It’s true: You really do need to spend money to make money

It’s true: You really do need to spend money to make money

Advertising is a commitment. It can also be expensive. And while we know that brands are prioritizing their brand awareness efforts in the coming year, there isn’t a marketer on the planet who’s not focused on the tangible returns that their spend delivers. And given that focus, it’s not uncommon for brands to pull back when the returns aren’t there. Somewhat counterintuitively, however, that’s usually not a good strategy. 

The knee-jerk reaction to reign in spending when returns are lackluster is logical. Why continue—or even increase—spending if it’s not generating positive results? As odd as it might sound, the answer is because you’re likely not spending enough to get the returns you want. In fact, there’s a spending threshold to generate the best returns, and if you don’t hit that, the returns will likely be underwhelming. And if you pull back, the problem could worsen.

If you’re not spending enough on advertising, you’re not going to get the returns you’re looking for

In a recent deep dive into an array of cross-channel media plans, we found that 50% of marketers’ media investments are actually too low to drive maximum payback. And in terms of amount, they’re 50% below what they should be to generate the best possible results. When marketers embrace the premise of spending more to earn more—by committing to the ideal amount—they could boost their return on investment (ROI) by as much as 50%.

Armed with an understanding that maximum ROI depends on specific spending levels, marketers can dive into determining what the right spending amount is. Said differently, in order to get the best ROI, brands need to know how much they need to spend to break through.

Here’s an example: In a recent analysis, we found that when a brand spent too little, the vast majority of the audience (87%) were exposed to the campaign less than three times. This group accounted for 68% of the delivered impressions. That means that nearly 70% of the impressions might not have been as effective as they could be.
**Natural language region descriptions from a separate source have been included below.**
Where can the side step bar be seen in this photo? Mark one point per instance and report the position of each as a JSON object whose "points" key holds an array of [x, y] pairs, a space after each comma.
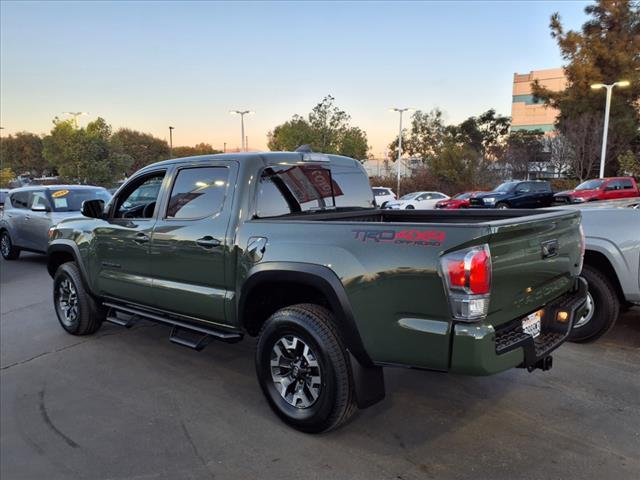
{"points": [[200, 335]]}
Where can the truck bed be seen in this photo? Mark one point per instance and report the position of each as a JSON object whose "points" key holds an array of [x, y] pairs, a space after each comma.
{"points": [[465, 216]]}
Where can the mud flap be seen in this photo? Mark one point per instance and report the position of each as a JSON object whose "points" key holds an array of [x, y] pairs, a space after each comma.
{"points": [[368, 383]]}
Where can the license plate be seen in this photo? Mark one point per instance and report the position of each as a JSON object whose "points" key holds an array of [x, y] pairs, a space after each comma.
{"points": [[531, 324]]}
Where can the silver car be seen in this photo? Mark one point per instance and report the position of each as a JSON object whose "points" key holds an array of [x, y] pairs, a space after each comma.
{"points": [[611, 264], [29, 212]]}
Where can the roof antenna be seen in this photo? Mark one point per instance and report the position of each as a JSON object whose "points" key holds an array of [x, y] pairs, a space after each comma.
{"points": [[306, 148]]}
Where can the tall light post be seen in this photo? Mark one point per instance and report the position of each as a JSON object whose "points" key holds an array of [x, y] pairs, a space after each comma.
{"points": [[75, 116], [400, 111], [242, 113], [598, 86], [171, 141]]}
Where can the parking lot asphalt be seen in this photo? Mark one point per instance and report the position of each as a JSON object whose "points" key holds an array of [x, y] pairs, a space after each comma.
{"points": [[129, 404]]}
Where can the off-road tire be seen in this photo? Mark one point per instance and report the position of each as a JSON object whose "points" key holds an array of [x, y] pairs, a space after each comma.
{"points": [[313, 325], [606, 305], [9, 250], [90, 314]]}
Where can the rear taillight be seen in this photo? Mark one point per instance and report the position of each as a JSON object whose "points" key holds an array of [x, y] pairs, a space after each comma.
{"points": [[467, 275]]}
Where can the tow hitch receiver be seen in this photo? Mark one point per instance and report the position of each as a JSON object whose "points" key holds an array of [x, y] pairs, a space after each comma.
{"points": [[543, 364]]}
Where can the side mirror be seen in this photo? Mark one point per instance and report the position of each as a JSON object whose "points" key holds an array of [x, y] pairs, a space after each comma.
{"points": [[40, 208], [93, 208]]}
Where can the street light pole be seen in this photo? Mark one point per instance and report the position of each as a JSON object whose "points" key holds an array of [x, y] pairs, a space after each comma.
{"points": [[242, 113], [607, 109], [400, 111]]}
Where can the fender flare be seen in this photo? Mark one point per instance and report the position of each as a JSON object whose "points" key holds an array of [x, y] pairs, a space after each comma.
{"points": [[69, 247], [368, 378]]}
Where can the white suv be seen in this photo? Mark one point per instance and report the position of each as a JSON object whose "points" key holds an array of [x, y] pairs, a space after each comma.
{"points": [[383, 195]]}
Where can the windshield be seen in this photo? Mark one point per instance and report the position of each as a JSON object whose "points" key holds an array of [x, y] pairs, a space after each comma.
{"points": [[409, 196], [70, 200], [590, 185], [505, 187], [463, 196]]}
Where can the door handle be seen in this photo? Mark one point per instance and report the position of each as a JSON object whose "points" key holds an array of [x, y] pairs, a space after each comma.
{"points": [[141, 238], [208, 242]]}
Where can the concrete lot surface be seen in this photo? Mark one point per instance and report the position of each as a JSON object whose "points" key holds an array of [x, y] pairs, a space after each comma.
{"points": [[128, 404]]}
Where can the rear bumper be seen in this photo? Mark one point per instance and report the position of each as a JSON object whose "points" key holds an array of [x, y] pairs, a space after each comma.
{"points": [[480, 349]]}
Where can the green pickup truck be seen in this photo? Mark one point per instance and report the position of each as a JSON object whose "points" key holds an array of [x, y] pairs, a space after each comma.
{"points": [[290, 248]]}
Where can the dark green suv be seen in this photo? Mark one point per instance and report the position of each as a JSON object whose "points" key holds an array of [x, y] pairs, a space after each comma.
{"points": [[290, 248]]}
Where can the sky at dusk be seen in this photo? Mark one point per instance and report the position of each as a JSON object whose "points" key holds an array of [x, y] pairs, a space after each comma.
{"points": [[148, 65]]}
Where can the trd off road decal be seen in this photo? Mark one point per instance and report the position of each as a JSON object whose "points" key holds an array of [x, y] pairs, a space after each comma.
{"points": [[426, 238]]}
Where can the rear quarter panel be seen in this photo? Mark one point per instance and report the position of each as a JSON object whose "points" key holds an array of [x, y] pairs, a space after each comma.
{"points": [[395, 289]]}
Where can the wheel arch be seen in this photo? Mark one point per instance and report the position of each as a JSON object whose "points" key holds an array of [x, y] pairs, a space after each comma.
{"points": [[600, 261], [62, 251], [310, 283]]}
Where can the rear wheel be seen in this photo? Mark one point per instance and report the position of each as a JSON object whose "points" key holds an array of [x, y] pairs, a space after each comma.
{"points": [[8, 250], [603, 308], [303, 369], [77, 311]]}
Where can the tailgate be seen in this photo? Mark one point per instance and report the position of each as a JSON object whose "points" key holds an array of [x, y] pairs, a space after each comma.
{"points": [[534, 260]]}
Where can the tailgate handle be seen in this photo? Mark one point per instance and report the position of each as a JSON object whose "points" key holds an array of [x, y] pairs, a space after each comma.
{"points": [[549, 248], [208, 242]]}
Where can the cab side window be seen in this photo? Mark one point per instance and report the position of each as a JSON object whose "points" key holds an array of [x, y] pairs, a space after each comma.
{"points": [[20, 200], [198, 192], [38, 199], [139, 199]]}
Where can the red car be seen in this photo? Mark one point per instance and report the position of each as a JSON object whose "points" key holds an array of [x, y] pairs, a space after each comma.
{"points": [[461, 200], [600, 189]]}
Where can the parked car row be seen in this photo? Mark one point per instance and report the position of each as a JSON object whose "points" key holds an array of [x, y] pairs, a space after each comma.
{"points": [[513, 194], [29, 212]]}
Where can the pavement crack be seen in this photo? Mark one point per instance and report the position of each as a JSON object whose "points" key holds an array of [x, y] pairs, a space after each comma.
{"points": [[44, 354], [195, 449], [13, 310], [49, 423], [66, 347]]}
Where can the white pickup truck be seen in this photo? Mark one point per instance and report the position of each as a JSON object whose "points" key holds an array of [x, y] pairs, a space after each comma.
{"points": [[611, 264]]}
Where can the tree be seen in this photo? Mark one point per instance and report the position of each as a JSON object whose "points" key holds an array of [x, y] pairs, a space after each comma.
{"points": [[6, 175], [22, 152], [85, 154], [143, 148], [425, 138], [605, 50], [486, 134], [327, 129], [561, 153], [199, 149], [523, 147], [458, 165]]}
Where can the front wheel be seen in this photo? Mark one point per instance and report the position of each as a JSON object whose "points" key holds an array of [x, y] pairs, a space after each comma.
{"points": [[603, 308], [303, 369], [7, 249], [77, 311]]}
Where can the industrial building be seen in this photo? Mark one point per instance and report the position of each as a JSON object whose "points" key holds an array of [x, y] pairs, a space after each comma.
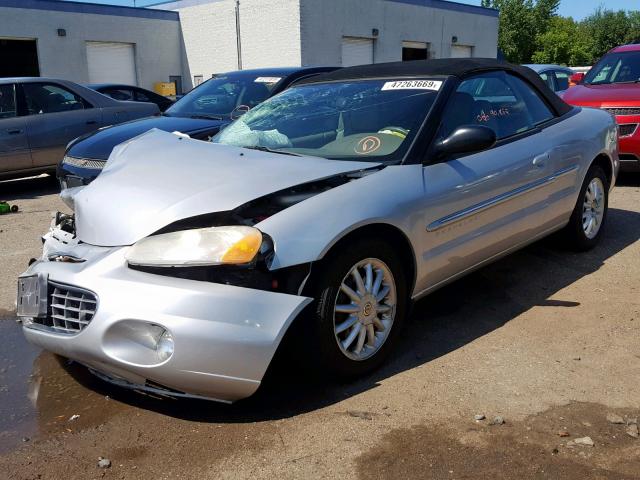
{"points": [[188, 41]]}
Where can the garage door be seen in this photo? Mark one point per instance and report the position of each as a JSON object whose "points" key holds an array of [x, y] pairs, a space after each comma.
{"points": [[356, 51], [461, 51], [111, 62]]}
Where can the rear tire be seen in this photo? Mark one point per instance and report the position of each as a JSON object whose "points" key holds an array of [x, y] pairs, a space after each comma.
{"points": [[362, 300], [590, 213]]}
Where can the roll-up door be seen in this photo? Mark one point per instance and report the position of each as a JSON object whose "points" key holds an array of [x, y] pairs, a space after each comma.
{"points": [[111, 62], [461, 51], [356, 51]]}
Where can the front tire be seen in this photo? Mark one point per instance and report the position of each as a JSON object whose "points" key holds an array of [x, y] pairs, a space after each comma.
{"points": [[590, 213], [362, 299]]}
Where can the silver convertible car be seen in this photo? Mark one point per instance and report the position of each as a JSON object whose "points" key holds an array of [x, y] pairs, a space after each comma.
{"points": [[329, 207]]}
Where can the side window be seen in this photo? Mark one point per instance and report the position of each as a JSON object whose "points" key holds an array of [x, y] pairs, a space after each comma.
{"points": [[547, 77], [119, 94], [497, 100], [562, 79], [49, 98], [141, 96], [7, 101]]}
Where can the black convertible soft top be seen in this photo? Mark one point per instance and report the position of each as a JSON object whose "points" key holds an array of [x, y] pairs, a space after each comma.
{"points": [[457, 67]]}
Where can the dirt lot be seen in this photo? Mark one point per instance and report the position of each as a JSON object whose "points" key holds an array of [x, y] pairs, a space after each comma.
{"points": [[546, 339]]}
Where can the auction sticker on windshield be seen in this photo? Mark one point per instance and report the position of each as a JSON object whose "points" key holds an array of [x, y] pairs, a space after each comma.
{"points": [[413, 85], [267, 79]]}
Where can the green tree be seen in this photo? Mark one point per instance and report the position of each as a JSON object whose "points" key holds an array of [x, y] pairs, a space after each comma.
{"points": [[563, 43], [633, 34], [521, 23], [605, 29]]}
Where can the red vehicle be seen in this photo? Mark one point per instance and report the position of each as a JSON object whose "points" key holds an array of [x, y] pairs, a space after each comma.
{"points": [[613, 84]]}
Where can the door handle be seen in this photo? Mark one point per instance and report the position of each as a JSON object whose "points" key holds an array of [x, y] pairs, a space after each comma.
{"points": [[541, 160]]}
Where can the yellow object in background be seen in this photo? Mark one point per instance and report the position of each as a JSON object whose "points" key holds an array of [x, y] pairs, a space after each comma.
{"points": [[165, 88]]}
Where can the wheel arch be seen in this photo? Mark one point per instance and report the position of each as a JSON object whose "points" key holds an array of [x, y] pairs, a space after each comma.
{"points": [[388, 232], [605, 162]]}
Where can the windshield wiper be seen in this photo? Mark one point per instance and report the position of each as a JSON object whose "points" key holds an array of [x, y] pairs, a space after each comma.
{"points": [[260, 148], [204, 116]]}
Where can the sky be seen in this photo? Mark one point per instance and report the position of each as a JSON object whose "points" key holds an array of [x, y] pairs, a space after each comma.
{"points": [[577, 9]]}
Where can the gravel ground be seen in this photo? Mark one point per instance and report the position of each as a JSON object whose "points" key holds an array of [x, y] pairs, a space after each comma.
{"points": [[548, 340]]}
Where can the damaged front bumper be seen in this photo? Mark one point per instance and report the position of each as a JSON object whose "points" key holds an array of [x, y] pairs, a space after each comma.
{"points": [[105, 315]]}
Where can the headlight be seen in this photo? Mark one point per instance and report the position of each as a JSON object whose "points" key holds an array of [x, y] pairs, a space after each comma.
{"points": [[204, 246]]}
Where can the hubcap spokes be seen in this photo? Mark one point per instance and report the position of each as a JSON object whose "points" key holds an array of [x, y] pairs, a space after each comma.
{"points": [[593, 208], [364, 309]]}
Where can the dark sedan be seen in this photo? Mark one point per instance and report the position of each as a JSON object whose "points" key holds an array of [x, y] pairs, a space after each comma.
{"points": [[131, 93], [39, 116], [200, 114]]}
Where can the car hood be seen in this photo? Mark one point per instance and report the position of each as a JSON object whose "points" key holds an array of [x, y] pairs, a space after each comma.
{"points": [[159, 178], [612, 95], [98, 145]]}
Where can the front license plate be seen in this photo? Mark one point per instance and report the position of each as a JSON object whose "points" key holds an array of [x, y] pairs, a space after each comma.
{"points": [[32, 296]]}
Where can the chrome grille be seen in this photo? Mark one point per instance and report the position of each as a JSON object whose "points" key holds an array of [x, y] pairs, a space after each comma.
{"points": [[70, 309], [84, 162], [628, 129], [623, 110]]}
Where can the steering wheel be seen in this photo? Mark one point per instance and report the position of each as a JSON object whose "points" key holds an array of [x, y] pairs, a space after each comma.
{"points": [[239, 111], [393, 130]]}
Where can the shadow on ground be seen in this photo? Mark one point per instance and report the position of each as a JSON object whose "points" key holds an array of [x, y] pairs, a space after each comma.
{"points": [[541, 446], [442, 322]]}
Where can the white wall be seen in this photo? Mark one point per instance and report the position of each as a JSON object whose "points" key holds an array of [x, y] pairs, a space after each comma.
{"points": [[324, 23], [269, 30], [157, 42]]}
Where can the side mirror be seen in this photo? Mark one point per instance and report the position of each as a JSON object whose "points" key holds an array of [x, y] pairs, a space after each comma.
{"points": [[575, 79], [466, 139]]}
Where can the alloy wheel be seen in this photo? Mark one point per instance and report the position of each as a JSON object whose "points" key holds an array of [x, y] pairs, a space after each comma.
{"points": [[364, 309], [593, 208]]}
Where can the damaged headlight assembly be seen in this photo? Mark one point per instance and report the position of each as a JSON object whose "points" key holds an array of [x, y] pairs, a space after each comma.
{"points": [[227, 245]]}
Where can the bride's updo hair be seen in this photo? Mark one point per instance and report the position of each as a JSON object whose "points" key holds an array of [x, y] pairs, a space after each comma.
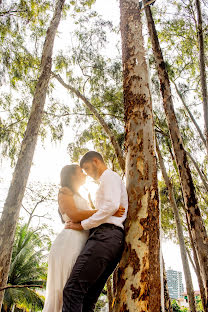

In a separate example where a brand spent a medium amount, approximately 40% of the audience was exposed at least three times, and only a small portion of the audience (8%), saw the ad eight or more times in a week, which suggests potential ad waste. In the example where ad spending gets very large, 75% of the impressions are attributed to the audience members who see that ad more than eight times, but even in this example,32% of the campaign audience saw the ad only once or twice.

In addition to looking at a few specific cases, we wanted to better understand—at a global level—how frequently brands underspend and in which channels. Through our analysis of ROI observations, we focused on three key questions to understand what spending and ROI looks like—as well as what opportunity is being left on the table:

  • How much spending does it take to be competitive?
  • How does this vary by geography?
  • How do brands’ planned spend levels compare to the optimal spend levels for the media channel?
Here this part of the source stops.